This trig identity shows that a combination of sine and cosine functions can be written as a single sine function with a phase shift.
$$a \cos{t} + b \sin{t} = \sqrt{a^2 + b^2} \; \sin(t + \tan^{-1} \frac{a}{b}) $$
for b ≠ 0 and − π⁄2 < tan−1 a⁄b < π⁄2
(Note that tan−1 means arctan .) The phase shift is the quantity tan−1 a⁄b , it has the effect of shifting the graph of the sine function to the left or right.
To derive this trig identity, we presume that the combination a cos(t) + b sin(t) can be written in the form c sin(K + t) for unknown constants c, K .
a cos(t) + b sin(t) = c sin(K + t)
a cos(t) + b sin(t) = c sin(K) cos(t) + c cos(K) sin(t)

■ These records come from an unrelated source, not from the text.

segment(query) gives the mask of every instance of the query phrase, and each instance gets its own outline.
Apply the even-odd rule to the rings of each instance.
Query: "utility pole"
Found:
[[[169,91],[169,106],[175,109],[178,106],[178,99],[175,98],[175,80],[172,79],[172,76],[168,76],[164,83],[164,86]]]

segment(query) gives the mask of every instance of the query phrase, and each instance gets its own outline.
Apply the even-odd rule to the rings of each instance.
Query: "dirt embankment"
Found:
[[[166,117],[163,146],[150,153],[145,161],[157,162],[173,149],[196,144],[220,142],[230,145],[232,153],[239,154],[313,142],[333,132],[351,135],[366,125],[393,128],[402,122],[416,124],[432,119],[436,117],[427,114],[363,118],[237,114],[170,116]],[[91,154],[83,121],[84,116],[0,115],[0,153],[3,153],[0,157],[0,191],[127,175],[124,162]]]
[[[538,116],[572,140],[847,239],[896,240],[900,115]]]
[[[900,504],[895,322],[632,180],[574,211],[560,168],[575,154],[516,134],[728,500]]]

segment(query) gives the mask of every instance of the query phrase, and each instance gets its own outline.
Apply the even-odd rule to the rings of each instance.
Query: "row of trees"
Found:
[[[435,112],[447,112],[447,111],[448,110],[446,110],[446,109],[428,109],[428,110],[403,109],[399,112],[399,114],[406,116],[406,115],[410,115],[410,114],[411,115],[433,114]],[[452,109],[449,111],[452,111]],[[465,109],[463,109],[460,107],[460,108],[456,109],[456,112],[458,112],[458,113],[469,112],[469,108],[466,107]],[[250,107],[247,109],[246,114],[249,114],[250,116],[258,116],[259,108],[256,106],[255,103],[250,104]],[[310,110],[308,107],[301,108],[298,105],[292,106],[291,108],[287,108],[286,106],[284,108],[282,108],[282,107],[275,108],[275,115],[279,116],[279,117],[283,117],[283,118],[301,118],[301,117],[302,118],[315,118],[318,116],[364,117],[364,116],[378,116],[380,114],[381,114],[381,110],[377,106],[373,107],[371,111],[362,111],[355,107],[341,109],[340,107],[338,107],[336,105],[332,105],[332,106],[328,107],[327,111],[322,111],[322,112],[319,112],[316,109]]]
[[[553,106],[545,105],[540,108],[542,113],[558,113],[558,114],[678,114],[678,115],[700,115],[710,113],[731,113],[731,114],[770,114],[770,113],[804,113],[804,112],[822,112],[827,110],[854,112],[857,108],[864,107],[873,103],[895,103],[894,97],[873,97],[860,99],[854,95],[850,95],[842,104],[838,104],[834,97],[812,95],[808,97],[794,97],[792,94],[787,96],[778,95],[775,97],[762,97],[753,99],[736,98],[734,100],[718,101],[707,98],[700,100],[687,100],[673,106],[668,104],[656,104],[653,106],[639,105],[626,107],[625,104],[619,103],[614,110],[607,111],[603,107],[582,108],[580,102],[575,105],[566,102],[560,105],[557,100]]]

We used the formula for sine of a sum of angles to expand the right hand side above. To have equality for any value of t , the coefficients of cos(t) and sin(t) must be equal on the left and right sides of the equation.
a = c sin(K)
b = c cos(K)
Solving this system of simultaneous equations leads us to
c = ± √(a2 + b2)
K = tan−1 a⁄b
So the trig identity for b ≠ 0 is
a cos(t) + b sin(t) = ± √(a2+b2) sin(t + tan−1 a⁄b)
If we limit the arctan to be within
− π⁄2 < tan−1 a⁄b < π⁄2
then we can always choose the + in front of the square root.